Before I left on my trip to Skidmore, I wondered on this blog if I would encounter any difficulty with local residents who had recently expressed concern, to put it lightly, over my characterization of shooter Del Clement as a short, hot-tempered drunk. A trucker had warned that I had better not write about Clement at all anymore, and another had said my facts were wrong–that Del was a wonderful human being–and that I should in fact just forget about the whole thing, since everyone else had. (This was Del’s mother, Barbara Clement, who died herself just a month or so before my visit. This leaves three Clement boys.)
I was in and around Skidmore for three days and two nights, and encountered no trouble. Had I sought out the Clements and their crowd, I would have gone to the Elks Club in Maryville on Saturday night, the scene of my almost-violent encounter with Del and his friends years ago. But there was no reason to go looking for trouble. As the author of In Broad Daylight, I draw plenty of attention whenever I’m in Skidmore, or Maryville, or anywhere in Nodaway County.
I was in town to spend time with the Goslee family, who had put me up and supported my research for many years, and had received considerable grief for doing it, and to attend a barbecue put on my Dave Dunbar in Lamoni, Iowa. I will soon post photos of my visit.
Skidmore looks different. The bank is closed; Mom’s cafe is closed; the grocery store where McElroy shot Bo over one of his kids swiping some candy is closed. And not too long ago, Sumy’s, a gas station and coffee shop since 1943, closed. Several of those who observed the shooting were standing in front of the station, which is just a few yards up the hill from where the riflemen were standing. The D & G Tavern, most recently the Skidmore Tavern, in front of which Ken was sitting in his Silverado when the bullets tore through the window glass and shattered his skull, was also closed. (D & G stood for Del and Greg Clement. Del was serving beer in the tavern just before the shooting). The Tavern, a quonset hut set on a cement floor, stunk irredeemably of grease from all the burgers fried up in there over the years.

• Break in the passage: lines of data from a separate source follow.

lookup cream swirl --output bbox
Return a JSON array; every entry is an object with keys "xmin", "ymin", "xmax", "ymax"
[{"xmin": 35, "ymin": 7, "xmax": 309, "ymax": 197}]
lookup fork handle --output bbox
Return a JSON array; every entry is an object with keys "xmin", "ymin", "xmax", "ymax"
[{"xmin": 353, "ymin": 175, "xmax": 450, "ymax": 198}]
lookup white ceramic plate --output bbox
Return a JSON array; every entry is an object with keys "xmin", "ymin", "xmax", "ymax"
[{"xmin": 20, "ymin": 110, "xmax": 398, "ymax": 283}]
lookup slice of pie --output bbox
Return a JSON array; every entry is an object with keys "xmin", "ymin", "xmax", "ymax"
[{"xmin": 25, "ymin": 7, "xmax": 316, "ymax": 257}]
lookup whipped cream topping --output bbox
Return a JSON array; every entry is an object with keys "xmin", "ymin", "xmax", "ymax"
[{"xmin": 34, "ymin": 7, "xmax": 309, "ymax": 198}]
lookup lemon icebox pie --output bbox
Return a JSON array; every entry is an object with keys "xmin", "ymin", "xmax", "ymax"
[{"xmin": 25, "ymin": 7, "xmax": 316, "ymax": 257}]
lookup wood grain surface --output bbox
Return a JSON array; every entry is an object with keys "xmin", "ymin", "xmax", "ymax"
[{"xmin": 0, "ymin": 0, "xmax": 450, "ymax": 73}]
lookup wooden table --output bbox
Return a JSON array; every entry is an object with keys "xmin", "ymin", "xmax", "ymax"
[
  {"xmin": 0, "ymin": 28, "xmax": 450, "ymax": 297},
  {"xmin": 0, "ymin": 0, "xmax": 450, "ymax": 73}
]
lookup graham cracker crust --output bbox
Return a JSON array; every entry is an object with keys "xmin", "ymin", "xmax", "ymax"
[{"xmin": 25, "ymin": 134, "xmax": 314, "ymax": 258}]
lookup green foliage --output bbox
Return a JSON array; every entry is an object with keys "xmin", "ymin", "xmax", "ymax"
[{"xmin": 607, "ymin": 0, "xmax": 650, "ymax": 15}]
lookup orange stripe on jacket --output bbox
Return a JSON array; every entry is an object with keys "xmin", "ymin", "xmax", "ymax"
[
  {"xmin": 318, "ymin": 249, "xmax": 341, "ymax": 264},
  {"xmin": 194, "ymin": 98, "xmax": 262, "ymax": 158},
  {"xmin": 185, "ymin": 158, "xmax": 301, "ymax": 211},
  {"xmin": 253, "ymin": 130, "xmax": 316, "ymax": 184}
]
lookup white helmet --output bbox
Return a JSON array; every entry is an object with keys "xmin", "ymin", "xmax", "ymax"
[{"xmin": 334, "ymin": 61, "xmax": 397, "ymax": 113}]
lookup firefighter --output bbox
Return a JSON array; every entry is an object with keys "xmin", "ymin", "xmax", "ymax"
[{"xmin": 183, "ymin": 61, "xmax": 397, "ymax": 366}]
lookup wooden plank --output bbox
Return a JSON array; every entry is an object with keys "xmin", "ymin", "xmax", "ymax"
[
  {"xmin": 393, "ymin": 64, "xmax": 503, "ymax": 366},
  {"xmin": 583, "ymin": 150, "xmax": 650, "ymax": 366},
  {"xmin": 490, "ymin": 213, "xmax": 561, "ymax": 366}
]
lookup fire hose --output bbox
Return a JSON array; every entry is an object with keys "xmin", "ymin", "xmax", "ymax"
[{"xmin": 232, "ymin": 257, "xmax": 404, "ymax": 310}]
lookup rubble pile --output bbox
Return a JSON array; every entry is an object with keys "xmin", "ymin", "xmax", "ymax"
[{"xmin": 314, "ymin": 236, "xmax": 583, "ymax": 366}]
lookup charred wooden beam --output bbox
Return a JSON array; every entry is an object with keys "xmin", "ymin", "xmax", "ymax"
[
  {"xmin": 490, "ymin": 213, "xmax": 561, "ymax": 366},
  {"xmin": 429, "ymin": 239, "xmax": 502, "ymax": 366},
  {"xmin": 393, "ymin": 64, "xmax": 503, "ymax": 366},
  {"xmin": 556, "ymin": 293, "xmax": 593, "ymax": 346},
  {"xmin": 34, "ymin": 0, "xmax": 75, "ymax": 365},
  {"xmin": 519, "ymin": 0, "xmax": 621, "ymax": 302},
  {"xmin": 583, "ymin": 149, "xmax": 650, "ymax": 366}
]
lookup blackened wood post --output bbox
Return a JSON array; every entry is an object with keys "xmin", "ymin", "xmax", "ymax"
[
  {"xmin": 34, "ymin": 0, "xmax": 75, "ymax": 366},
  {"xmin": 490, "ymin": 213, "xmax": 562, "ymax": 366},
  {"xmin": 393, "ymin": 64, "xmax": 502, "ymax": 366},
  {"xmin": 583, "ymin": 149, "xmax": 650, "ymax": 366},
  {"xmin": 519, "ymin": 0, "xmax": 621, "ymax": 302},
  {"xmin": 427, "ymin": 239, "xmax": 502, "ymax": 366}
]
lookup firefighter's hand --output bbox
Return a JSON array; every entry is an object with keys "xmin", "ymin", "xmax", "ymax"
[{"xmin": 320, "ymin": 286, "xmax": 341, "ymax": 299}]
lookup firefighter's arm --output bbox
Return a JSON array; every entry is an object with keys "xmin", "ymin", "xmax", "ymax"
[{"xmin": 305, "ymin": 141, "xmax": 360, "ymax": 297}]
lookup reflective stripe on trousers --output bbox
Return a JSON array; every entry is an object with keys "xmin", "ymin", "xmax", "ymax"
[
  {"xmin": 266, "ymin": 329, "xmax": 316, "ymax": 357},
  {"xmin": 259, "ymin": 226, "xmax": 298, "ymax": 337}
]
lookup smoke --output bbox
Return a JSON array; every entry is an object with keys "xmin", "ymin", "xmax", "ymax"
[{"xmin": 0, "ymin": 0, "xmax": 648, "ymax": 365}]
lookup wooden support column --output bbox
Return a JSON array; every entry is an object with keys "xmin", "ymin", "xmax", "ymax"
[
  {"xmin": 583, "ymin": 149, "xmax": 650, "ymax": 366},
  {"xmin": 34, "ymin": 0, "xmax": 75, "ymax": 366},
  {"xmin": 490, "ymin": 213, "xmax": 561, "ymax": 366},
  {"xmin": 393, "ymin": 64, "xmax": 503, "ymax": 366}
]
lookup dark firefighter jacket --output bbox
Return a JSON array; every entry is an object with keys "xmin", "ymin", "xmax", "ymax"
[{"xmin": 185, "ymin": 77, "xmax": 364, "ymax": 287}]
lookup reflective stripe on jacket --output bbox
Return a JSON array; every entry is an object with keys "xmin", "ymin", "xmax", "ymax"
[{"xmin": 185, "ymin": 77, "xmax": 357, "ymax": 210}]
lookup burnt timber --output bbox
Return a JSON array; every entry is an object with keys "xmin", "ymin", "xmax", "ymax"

However, a new cafe opened across the street, in the old post office, in front of which the shooters were standing when they opened fire. It’s called the Outcast Cafe, and is big and clean and cheap. It has a bar, and music on the weekend. Everyone hopes it’ll make it, because it’s the last hope for the small town. It’s owned and run by newcomers. They know the story of Ken McElroy, but they weren’t here when it happened.
Skidmore is down from 450 (when I was there) to 325. With the businesses gone, the Punkin’ Festival defunct, it has little vibrancy. A lot of old timers complain that they don’t know many of the other residents, a lot of whom work in surrounding communities. An outsider has taken to buying residences, and storing tremendous amounts of junk in the yards.
But Skidmore is still Skidmore. You feel it when you drive into town. When you park in front of the old D & G. McElroy may have been shot there 30 years ago (next July), but in some ways it could have been last July. The mainstreet is eerily quiet in mid-morning. Faces turn away at a stranger’s approach. It could be all in my mind, but I don’t think so. Faulkner wrote that “The past is never dead. It’s not even past.” Nowhere is that more true than the small community of Skidmore, where the past is the terror and murder of a terror-stoking outlaw 30 years ago.
I have another story to tell: my drinks with one of McElroy’s sons, who had been adopted and didn’t realize who his father was until he was grown and had graduated from college. Imagine what McElroy would make of that: a college graduate for a son. It’ll be a day or two. After the photos.